Vasil Ivanov Kunchev, meglio conosciuto come Levski, si distinse come una figura fondamentale nel movimento di liberazione nazionale bulgaro. Nato il 6 luglio 1837 a Karlovo, Levski intraprese un viaggio straordinario dedicato alla liberazione della Bulgaria dal dominio ottomano. Adottando inizialmente il nome monastico di Ignazio nel 1858, la sua fervente dedizione all’appello alla liberazione di Georgi Stoykov Rakovski lo portò ad arruolarsi nella Prima Legione Bulgara a Belgrado nel 1862. Fu durante il suo soggiorno a Belgrado che si guadagnò il soprannome di “Levski” per l’agilità leonina dimostrata durante gli esercizi di addestramento. La sua dedizione alla causa lo portò a impegnarsi in conflitti contro i turchi.
La convinzione di Levski si evolse, riconoscendo che la libertà della Bulgaria richiedeva un’accurata preparazione interna e un’azione unitaria del suo popolo. Questa intuizione diede vita all’Organizzazione Rivoluzionaria Interna (IRO), un’entità clandestina meticolosamente strutturata volta a mobilitare i bulgari per la liberazione. Tuttavia, eventi sfortunati, tra cui interferenze esterne e azioni imprudenti di Dimitar Obshi, smascherarono l’IRO alle autorità ottomane, innescando un’incessante caccia al Levski. La sua successiva cattura, il processo e l’impiccagione alla periferia di Sofia, il 6 febbraio 1873, segnarono una tragica fine per la sua vita.

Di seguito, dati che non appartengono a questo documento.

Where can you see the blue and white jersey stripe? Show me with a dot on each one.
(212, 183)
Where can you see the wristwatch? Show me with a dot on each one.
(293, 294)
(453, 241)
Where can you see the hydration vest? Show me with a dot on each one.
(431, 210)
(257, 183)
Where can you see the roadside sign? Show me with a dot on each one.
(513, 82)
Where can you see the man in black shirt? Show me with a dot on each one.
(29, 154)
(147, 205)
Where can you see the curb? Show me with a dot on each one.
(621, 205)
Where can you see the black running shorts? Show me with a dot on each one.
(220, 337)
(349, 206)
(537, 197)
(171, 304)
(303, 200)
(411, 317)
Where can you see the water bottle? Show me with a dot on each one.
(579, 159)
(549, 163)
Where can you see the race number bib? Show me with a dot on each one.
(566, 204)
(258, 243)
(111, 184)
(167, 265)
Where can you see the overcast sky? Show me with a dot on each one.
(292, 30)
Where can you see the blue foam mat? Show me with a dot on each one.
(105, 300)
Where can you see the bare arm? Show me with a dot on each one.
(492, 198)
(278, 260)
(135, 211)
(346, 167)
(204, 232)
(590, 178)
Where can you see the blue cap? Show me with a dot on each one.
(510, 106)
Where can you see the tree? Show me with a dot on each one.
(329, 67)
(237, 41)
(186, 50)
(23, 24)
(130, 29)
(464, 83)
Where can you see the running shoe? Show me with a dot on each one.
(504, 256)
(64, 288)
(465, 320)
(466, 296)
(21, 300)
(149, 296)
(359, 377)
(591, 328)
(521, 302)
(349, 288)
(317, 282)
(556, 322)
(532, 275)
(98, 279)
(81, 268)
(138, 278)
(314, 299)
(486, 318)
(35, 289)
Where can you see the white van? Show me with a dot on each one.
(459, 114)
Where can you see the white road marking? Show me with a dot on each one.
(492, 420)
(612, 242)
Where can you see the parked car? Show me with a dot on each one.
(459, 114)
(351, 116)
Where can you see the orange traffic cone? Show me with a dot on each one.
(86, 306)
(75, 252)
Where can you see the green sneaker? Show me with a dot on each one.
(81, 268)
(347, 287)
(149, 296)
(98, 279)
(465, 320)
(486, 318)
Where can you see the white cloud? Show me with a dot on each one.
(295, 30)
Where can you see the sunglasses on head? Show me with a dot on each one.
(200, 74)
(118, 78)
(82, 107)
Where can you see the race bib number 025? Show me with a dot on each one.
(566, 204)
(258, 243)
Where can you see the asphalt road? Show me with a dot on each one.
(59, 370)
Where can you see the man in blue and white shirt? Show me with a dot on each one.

Tuttavia, la dedizione incrollabile e il sacrificio di Levski lo consacrarono postumo come un venerato eroe nazionale. Il suo indomito amore per il suo popolo e la sua patria fu un faro di ispirazione per generazioni di bulgari, lasciando un segno indelebile nella storia e nella coscienza collettiva del Paese.